We need access to each other’s experiences: women’s bodylife stories, information and services. It needs to be easy, safe and universally accessible. Don’t you think?
I have wanted to do this for a long time.
To create welcoming, open-minded, safe spaces for the exploration of uncomfortable, not-openly discussed and often taboo subjects that comprise much of what is normal life for women.
I started the project back in 2000, and very quickly, even before I shot the first v-portrait, so many topics came up. About our public lives and our private lives.

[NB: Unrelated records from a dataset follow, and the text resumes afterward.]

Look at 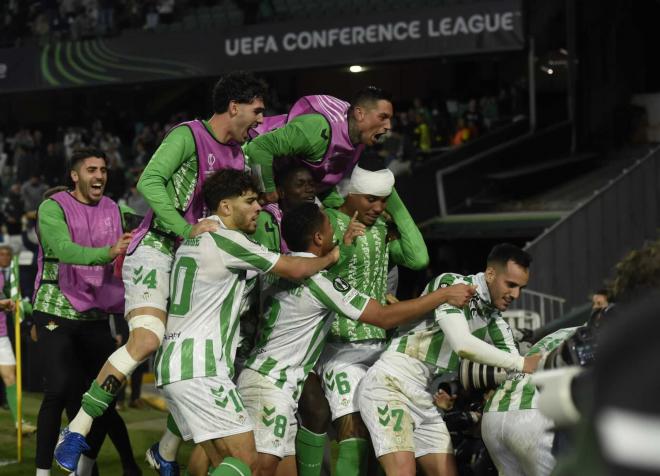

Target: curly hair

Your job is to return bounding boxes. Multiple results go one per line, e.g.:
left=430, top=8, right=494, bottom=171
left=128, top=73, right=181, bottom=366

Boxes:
left=202, top=169, right=258, bottom=212
left=609, top=238, right=660, bottom=300
left=211, top=71, right=268, bottom=114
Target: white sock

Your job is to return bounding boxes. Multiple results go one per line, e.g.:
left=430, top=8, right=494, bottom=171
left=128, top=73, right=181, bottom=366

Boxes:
left=75, top=454, right=95, bottom=476
left=69, top=409, right=94, bottom=436
left=36, top=469, right=51, bottom=476
left=159, top=428, right=182, bottom=461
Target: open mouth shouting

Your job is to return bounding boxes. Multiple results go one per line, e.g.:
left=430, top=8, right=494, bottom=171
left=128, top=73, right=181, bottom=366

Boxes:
left=373, top=131, right=389, bottom=144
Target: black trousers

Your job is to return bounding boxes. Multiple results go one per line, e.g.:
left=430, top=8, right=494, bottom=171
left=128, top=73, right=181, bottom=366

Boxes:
left=33, top=311, right=137, bottom=471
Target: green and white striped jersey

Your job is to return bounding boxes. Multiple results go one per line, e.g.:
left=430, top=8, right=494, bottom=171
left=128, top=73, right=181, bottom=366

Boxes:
left=326, top=209, right=389, bottom=342
left=154, top=215, right=279, bottom=387
left=389, top=272, right=518, bottom=374
left=484, top=327, right=578, bottom=413
left=244, top=253, right=369, bottom=400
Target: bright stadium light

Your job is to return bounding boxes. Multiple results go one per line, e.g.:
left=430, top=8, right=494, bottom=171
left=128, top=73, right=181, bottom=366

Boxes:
left=349, top=65, right=364, bottom=73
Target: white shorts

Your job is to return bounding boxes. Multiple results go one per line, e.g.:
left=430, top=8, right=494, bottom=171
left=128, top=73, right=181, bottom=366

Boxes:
left=316, top=340, right=385, bottom=421
left=357, top=351, right=453, bottom=458
left=481, top=409, right=556, bottom=476
left=0, top=336, right=16, bottom=365
left=237, top=368, right=297, bottom=459
left=162, top=375, right=253, bottom=444
left=123, top=245, right=173, bottom=315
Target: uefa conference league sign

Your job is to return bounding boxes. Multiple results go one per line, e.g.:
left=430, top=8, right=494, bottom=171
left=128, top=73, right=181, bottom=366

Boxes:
left=0, top=0, right=522, bottom=91
left=225, top=7, right=521, bottom=59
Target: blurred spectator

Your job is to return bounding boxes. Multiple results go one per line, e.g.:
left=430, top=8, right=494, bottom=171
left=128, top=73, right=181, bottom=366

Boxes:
left=15, top=145, right=38, bottom=184
left=122, top=182, right=149, bottom=217
left=480, top=95, right=499, bottom=130
left=1, top=183, right=25, bottom=253
left=463, top=98, right=484, bottom=136
left=590, top=289, right=610, bottom=312
left=63, top=127, right=83, bottom=159
left=143, top=0, right=159, bottom=30
left=412, top=113, right=432, bottom=154
left=451, top=118, right=472, bottom=146
left=21, top=175, right=48, bottom=213
left=42, top=143, right=67, bottom=187
left=157, top=0, right=175, bottom=24
left=132, top=141, right=149, bottom=167
left=105, top=156, right=127, bottom=202
left=97, top=0, right=115, bottom=36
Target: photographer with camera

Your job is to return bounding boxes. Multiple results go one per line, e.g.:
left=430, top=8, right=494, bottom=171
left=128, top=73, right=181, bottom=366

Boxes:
left=357, top=243, right=542, bottom=476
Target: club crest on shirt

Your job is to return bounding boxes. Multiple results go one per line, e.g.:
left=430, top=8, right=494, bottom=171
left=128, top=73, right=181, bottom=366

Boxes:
left=333, top=277, right=350, bottom=293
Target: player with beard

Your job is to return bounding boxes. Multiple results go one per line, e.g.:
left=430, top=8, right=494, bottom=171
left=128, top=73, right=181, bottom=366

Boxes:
left=57, top=72, right=275, bottom=474
left=244, top=87, right=393, bottom=206
left=32, top=148, right=137, bottom=476
left=357, top=244, right=542, bottom=476
left=156, top=169, right=339, bottom=476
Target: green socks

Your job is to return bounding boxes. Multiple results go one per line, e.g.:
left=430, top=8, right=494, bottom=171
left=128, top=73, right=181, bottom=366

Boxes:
left=210, top=457, right=252, bottom=476
left=6, top=383, right=17, bottom=424
left=81, top=380, right=114, bottom=418
left=167, top=413, right=182, bottom=438
left=335, top=438, right=368, bottom=476
left=296, top=426, right=327, bottom=476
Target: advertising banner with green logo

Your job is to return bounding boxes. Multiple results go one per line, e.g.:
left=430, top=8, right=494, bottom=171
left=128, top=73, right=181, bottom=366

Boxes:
left=0, top=0, right=523, bottom=93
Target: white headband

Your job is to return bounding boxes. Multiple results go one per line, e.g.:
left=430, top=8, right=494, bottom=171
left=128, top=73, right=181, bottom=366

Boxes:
left=346, top=165, right=395, bottom=197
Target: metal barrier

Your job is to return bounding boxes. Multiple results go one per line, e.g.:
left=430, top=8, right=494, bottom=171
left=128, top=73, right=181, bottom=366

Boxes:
left=507, top=288, right=565, bottom=327
left=524, top=146, right=660, bottom=312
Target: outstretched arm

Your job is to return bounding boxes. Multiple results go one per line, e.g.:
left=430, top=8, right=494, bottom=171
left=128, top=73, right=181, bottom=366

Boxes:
left=359, top=284, right=477, bottom=329
left=270, top=247, right=340, bottom=281
left=244, top=114, right=330, bottom=195
left=438, top=312, right=540, bottom=373
left=387, top=188, right=429, bottom=270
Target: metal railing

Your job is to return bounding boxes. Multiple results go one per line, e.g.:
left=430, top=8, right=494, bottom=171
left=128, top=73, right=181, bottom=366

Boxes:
left=524, top=146, right=660, bottom=310
left=508, top=288, right=565, bottom=327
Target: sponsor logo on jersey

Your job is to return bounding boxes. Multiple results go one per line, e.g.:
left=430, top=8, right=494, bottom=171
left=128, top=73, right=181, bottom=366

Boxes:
left=332, top=277, right=350, bottom=293
left=45, top=320, right=58, bottom=331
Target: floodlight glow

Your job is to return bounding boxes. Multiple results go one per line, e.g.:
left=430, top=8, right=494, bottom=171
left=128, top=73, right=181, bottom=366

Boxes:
left=349, top=65, right=364, bottom=73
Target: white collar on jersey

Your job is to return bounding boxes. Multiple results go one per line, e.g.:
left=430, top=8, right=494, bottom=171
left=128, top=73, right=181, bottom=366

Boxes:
left=288, top=251, right=317, bottom=258
left=473, top=272, right=493, bottom=305
left=203, top=215, right=228, bottom=229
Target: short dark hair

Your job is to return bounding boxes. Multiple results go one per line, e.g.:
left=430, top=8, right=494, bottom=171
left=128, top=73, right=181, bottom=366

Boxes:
left=350, top=86, right=393, bottom=111
left=357, top=154, right=387, bottom=172
left=594, top=289, right=609, bottom=298
left=275, top=164, right=311, bottom=188
left=202, top=169, right=258, bottom=212
left=282, top=202, right=326, bottom=252
left=212, top=71, right=268, bottom=114
left=70, top=147, right=106, bottom=171
left=487, top=243, right=532, bottom=269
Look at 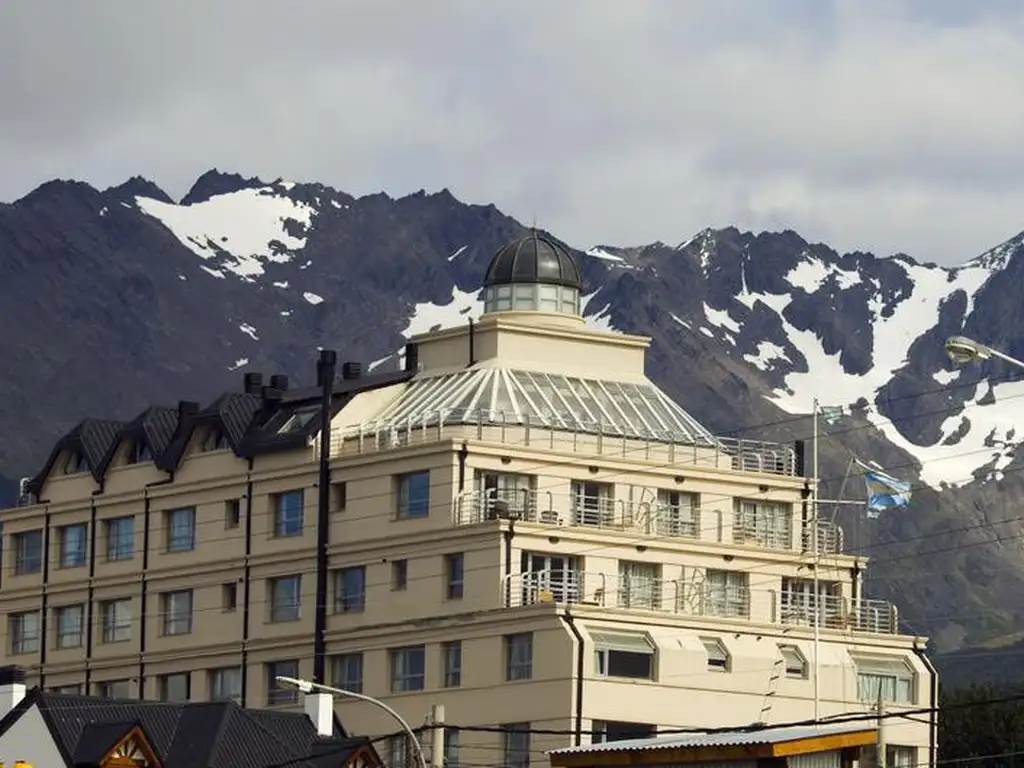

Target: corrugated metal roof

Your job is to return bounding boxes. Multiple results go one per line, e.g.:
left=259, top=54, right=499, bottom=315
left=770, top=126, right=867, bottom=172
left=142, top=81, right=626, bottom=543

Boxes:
left=548, top=721, right=877, bottom=756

I tried to organize them in the container of the website, established each section to get filled in over time (you can see the ending Tables of Contents in the screenshots above), but I was endlessly worrying about how to do it, about not being an expert—or much of a researcher, and really uncomfortable opening up subjects that I didn’t know much about. Afraid of failing women who were having a harder time than I was with their bodies, with health and wellbeing, with discrimination, and objectification, and violence. I so wanted to get it right, to do it the way someone who knows things I don’t know would do it. Someone who has the skills of a researcher-journalist-cultural-commentator-pundit writer, or at least the snappy confidence that others have when they write or say these grand-sweeping or sparkling-quippy things, and everyone nods would do it. Stuck in the conversation going on in my head…I worked on it less and less, with a full stop in 2013. sigh.
Stopping was good in that I really didn’t know where I was headed by then. I just couldn’t see through all the voices in my head. Some of them though, were bugging me to keep going. Eventually, I lived my way to a place where the shrill critiquers are being outdone by the persistent c’mon already! voice of the underdog lover of openness, of showing up as is. You really never know how things will go, or how long they’ll take. Often, it’s hard to see what matters.
I haven’t gotten any better at any of the things I thought were so important. I have worked on other things though, and we’ll get to all that as we go.